En la exhortación apostólica Marianis cultus, Pablo VI, después de destacar la presencia de la madre en el ciclo anual de los misterios del Hijo y las grandes fiestas marianas, presenta de este modo la memoria del 15 de septiembre: “Después de estas solemnidades se han de considerar, sobre todo, las celebraciones que conmemoran acontecimientos salvíficos, en los que la Virgen estuvo estrechamente vinculada al Hijo, como... la memoria de la Virgen Dolorosa (15 de septiembre), ocasión propicia para revivir un momento decisivo de la historia de la salvación y para venerar junto con el Hijo exaltado en la cruz a la madre que comparte su dolor”.
El día después de la fiesta de la Exaltación de la Santa Cruz, la Iglesia celebra la compasión de aquella que se mantuvo fiel junto a la Cruz. Esta memoria tiene un formulario propio con trozos bíblicos y textos eucológicos, para la celebración eucarística y partes propias para la liturgia de las horas.

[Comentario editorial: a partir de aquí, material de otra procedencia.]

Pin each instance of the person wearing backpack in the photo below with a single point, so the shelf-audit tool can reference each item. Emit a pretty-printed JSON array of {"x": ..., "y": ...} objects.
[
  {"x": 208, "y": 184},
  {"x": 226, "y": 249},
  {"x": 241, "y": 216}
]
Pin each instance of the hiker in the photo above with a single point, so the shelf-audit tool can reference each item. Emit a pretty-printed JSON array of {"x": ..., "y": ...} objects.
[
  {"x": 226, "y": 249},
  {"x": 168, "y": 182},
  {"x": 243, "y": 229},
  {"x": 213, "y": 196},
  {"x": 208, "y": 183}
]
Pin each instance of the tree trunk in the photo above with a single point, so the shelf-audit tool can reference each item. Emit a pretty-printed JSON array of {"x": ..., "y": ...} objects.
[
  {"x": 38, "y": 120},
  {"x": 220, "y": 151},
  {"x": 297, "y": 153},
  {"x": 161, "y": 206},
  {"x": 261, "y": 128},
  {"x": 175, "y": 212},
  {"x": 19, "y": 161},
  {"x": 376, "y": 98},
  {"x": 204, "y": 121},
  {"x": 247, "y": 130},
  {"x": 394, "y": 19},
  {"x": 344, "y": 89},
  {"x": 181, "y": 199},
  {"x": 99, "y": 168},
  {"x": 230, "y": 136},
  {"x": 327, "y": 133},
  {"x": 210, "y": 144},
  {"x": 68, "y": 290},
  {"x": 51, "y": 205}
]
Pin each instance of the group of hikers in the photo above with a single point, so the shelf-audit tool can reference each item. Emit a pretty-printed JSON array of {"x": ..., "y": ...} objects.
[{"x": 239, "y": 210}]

En la hora de la redención, Dios quiso que estuviera presente la Madre de su Hijo y que participara de su obra. La referencia tan clara al evangelio de Juan (19, 25; 3,14-15; 8,28; 12,32) da a las breves frases iniciales aquella luz de Resurrección que el evangelista quiso derramar en el relato de la pasión y muerte de Cristo. La Cruz, además de ser instrumento de dolor, es sobre todo un trono de gloria. La madre participa de esta luz.
La Liturgia del 15 de septiembre imprime un carácter de glorificación al misterio del dolor de María.
En Caná anticipó como Madre la inauguración del misterio del Hijo, invitándole a realizar el primero de los “signos”. Al mismo tiempo, María hizo anticipar también con esto aquella hora que se mostró en toda su luz cuando el Hijo del Hombre reinó desde el madero y derramó la salvación sobre toda la humanidad. Además, aquella hora, en la que el Hijo prescindió de su madre, la Virgen se reveló como madre de todos, como Madre de la Iglesia.
No sólo como madre está íntimamente unida al dolor de Cristo, sino que lo está como creyente bienaventurada que ve vacilar los fundamentos de su fe con la pasión y la muerte.
Surge espontáneamente el recuerdo de Simeón, que había profetizado ya en este sentido: “Una espada atravesará tu alma” y el recuerdo de su vida de fe que la había ido preparando para esta realidad: admirable expresión de los futuros fieles auténticos, que aun en medio del sufrimiento esperan únicamente en aquel que murió y resucitó.
Esta madre es la primera que ofrece su colaboración personal para completar la pasión de Cristo en favor de la iglesia. De esta forma la madre se convierte para la Iglesia, que sigue luchando aún contra el dragón, esperando la glorificación final, en signo de una esperanza cierta y en motivo de estímulo.